Eine besondere Affinität zu Cannabis und psychedelischen Drogen wie LSD deutet dagegen auf den dringenden Wunsch hin, Langeweile und innere Leere loszuwerden bzw. auf eine Unzufriedenheit im Bereich der Werte, Ideale und Sinnfragen.

Wenn du zu den Menschen gehörst, die eine klare Vorliebe für eine der genannten Substanzgruppen haben und dabei Gefahr laufen, in eine Abhängigkeit zu geraten, solltest du dich also mit den entsprechenden Emotionen auseinandersetzen und lernen, diese als Nawi zu verstehen und mit ihnen konstruktiv umzugehen.

Eine sehr gute Möglichkeit hierfür besteht darin, sich gelegentlich Zeit dafür zu nehmen, die entsprechenden Gefühle aktiv im Nervensystem zu aktivieren und ihnen so bewusst wie möglich und mit so wenig Widerstand wie möglich Aufmerksamkeit zu schenken. Fühle das unangenehme Gefühl also so vollständig du kannst und übertreibe es sogar, so als würdest du es stärker fühlen als es wirklich ist.
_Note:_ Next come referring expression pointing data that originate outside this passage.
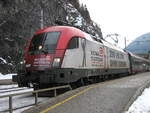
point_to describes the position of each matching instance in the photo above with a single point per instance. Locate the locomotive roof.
(72, 31)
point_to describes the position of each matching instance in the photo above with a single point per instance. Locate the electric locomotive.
(62, 55)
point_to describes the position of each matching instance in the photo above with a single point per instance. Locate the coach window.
(74, 43)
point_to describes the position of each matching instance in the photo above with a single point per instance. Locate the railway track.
(15, 99)
(7, 90)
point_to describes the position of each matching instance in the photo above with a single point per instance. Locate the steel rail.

Hierdurch erlangst du bereits etwas Kontrolle über das Gefühl und bist ihm nicht mehr ausschließlich passiv ausgeliefert. Achte darauf, wo du das Gefühl in deinem Körper am stärksten wahrnehmen kannst, wie groß dieser Bereich ist, welche Form er hat und schreibe ihm sogar Eigenschaften zu, die er eigentlich gar nicht aufweist, wie Farbe, Form, Gewicht oder Oberflächentextur.

Sobald du das Gefühl deutlich spüren kannst und seine Eigenschaften bestimmt hast, schlüpfe oder gleite in das Gefühl hinein, so dass du so vollständig wie möglich mit ihm verschmilzt. Versuche nicht, das Gefühl zu verändern oder loszuwerden. Fühle es stattdessen als reine Energie, fühle seine Qualität. Es besteht aus dynamischer Energie, aus konzentrierter Lebendigkeit. Heiße es willkommen, fühle ihm gegenüber Wohlwollen. Fühle wie es sich anfühlt, es zu sein. Nimm seinen Standpunkt ein und sei für einige Minuten ganz mit ihm identifiziert. Versuche gleichzeitig, die Geschichte bzw. die Gedanken zu ignorieren, die das Gefühl erzeugen und mit ihm einhergehen. Konzentriere dich ganz aufs Fühlen.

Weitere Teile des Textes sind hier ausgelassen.